Hello Everybody,
I am facing a strange issue with my Vsphere environment and VMware Technical support hasn't been able to help me so far. The case is still pending with them for about 2 weeks now.
We have ESXi 5.1 running on 10 HP blade servers. Vcenter server is a virtual machine. We were getting intermittent alarms of "host connection failure". The esxi host would go into NO Responding state for 2 or 3 seconds and then come back. Last week the problem got worse. The virtual machines on esxi server were losing network connectivity. All the esxi servers had this alarm "Host connection failure". I tried to ping 1 esxi server from another through ssh but it was showing host down.
We have Management network and storage (NFS) on VSS and VM network and VMotion on VMware VDS. From physical switch side, there was link aggregation (LACP) enabled for VMotion and Virtual Machine network. After reading about it, I found out that the Load Balancing protocol on VMNICS should be "Load based on IP Hash" when having LACP on physical Switch. I changed it to IP hash on my VSS and VDS and the problem got away for 2 days and it started to happen again.
Finally with no resolution from tech support, We removed LACP from the physical switch. I also changed the Load balancing protocol back to "Based on originating port id". It worked for 3 more days and the problem started to happen again. I am again getting "Host connection failure" alarms in vcenter. The host goes in not responding state for 2 or 3 seconds and comes back. It is intermittent. I am afraid it might again affect the entire production and would really appreciate any suggestion to fix this.

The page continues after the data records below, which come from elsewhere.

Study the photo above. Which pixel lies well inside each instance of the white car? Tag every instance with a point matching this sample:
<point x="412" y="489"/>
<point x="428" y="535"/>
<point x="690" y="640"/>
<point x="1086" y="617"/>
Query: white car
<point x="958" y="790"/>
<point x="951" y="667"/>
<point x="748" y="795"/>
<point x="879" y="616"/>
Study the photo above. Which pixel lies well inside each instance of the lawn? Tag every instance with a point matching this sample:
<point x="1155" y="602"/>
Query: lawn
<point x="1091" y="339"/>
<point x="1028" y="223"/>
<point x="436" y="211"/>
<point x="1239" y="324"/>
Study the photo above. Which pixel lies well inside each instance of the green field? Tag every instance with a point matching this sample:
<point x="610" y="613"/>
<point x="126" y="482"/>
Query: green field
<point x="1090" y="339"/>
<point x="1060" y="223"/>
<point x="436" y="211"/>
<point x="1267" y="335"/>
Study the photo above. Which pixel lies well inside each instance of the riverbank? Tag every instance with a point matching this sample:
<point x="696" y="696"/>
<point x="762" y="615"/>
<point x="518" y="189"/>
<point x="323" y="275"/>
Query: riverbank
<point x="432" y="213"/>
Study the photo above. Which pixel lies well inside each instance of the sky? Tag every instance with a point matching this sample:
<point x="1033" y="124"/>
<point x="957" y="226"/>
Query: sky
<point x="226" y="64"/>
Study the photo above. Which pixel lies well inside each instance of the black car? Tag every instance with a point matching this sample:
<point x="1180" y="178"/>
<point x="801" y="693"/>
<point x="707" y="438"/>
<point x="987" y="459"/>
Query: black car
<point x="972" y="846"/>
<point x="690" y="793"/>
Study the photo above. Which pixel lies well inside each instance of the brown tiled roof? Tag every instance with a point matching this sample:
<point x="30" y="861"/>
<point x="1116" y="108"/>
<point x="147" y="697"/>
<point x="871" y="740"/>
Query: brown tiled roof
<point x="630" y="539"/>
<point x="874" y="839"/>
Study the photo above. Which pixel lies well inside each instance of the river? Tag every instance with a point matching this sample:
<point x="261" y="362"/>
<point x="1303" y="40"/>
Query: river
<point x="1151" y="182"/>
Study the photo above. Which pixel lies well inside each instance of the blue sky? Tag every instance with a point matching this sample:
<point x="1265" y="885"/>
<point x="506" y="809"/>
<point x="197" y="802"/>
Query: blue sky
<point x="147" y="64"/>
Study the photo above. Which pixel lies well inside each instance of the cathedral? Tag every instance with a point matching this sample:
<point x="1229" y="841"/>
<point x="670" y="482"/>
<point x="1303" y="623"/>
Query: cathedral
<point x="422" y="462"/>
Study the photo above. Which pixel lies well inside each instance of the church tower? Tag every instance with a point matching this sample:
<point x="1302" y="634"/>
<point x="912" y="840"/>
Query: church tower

Now we do not have LACP on PSwitch. We have Management network and storage (NFS) network configured as Access Ports. We have Vmotion and VM network ports configured as Trunk Ports and i have assigned vlan id on the port group. Just a point to note, between the vmware virtual switches (VSS or VDS) and Physical cisco switches, there is an HP Switch (HP Virtual Connect). We are using NetApp NFS for shared datastores.
Many Thanks in advance.
AG